Here is a picture of me looking about half as nervous as I felt. I was pretty much terrified. Even after training for months, this thing seemed impossible.
And I won’t tell you it was easy. I thought my legs were going to fall off. I swore up and down I’d never do such a meshugeneh thing again. Afterwards, I was so emotional that I broke down in tears and had no idea why.
Within a couple weeks, I was thinking about a half marathon and wondering how I could improve my training to do a full one again. In time.
I know, you’re wondering what this has to do with sewing, right? I’ll get to that.
Training takes patience
First, there is the short term patience, when you are in the act of training.
Training for a marathon usually involves one long run per week, and each week you increase your mileage until you can survive running about 20 miles.
If you’re a relatively slow or inexperienced runner (like me), that means you have to learn to be out running for almost 4 hours. Any runner will tell you that the hardest part of this is not dealing with what’s happening with your legs and feet, it’s dealing with what is happening between your ears. You have to learn new ways to deal with things like pain and boredom, and you have to learn to shut down the voice that says “this is not worth it.”
Haven’t we all had those moments where we want to throw away our project in anger, either because it failed or because it seems too hard? Where we say to ourselves, “why am I doing this when I can go to the mall and buy something ready made for less money?”
Yes, there is an easier way. But we keep trying because it is rewarding. It’s rewarding to learn, and it’s rewarding to get better at it. Personally, I think that’s the meaning of life: finding joy in the hard work.
Getting better takes patience
Unlike many other sports, getting good at running is excruciatingly slow. Someone who has been running 5 days a week for two or three years (that’s me) is still pretty much a novice (yep, definitely). Your body improves with each mile you log, but results are so slow after the first year or so that it can be hard to see.
The same is true for sewing. You see vast improvements when you first start, as you grasp the basics and learn to work the machine. After that, it is a matter of patience, practice, and pushing yourself to develop.

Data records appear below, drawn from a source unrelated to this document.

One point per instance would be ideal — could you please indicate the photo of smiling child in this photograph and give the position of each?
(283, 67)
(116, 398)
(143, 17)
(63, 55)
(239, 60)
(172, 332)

You just have to log the hours, pure and simple.
There’s a big upside to this, which is that you never stop learning and improving. To me, this is hugely motivating. You can always take it a little farther and get a little better.
Overcoming setbacks takes patience
I was really excited about running some half marathons this year. Piece of cake, thought I. I was already running up to 10 miles easily, so training would be a breeze.
Then we went to Thailand, then I got sick, then I tried to jump right back in the deep end, then I hurt my leg, then I was out of commission for a month.
Every runner faces injuries. When this happens, you have to practice a new kind of discipline. This isn’t the discipline of working your hardest. Its the discipline of taking care of yourself, recognizing your limits, and having the patience to work your way back up very, very slowly.
Setbacks happen. It’s just how it is. You can accept that simple fact and treat yourself with patience and kindness, or you can fight against it and give up.
I guess running is just like any other creative act: if it were easy, it wouldn’t be worth doing. What do you think?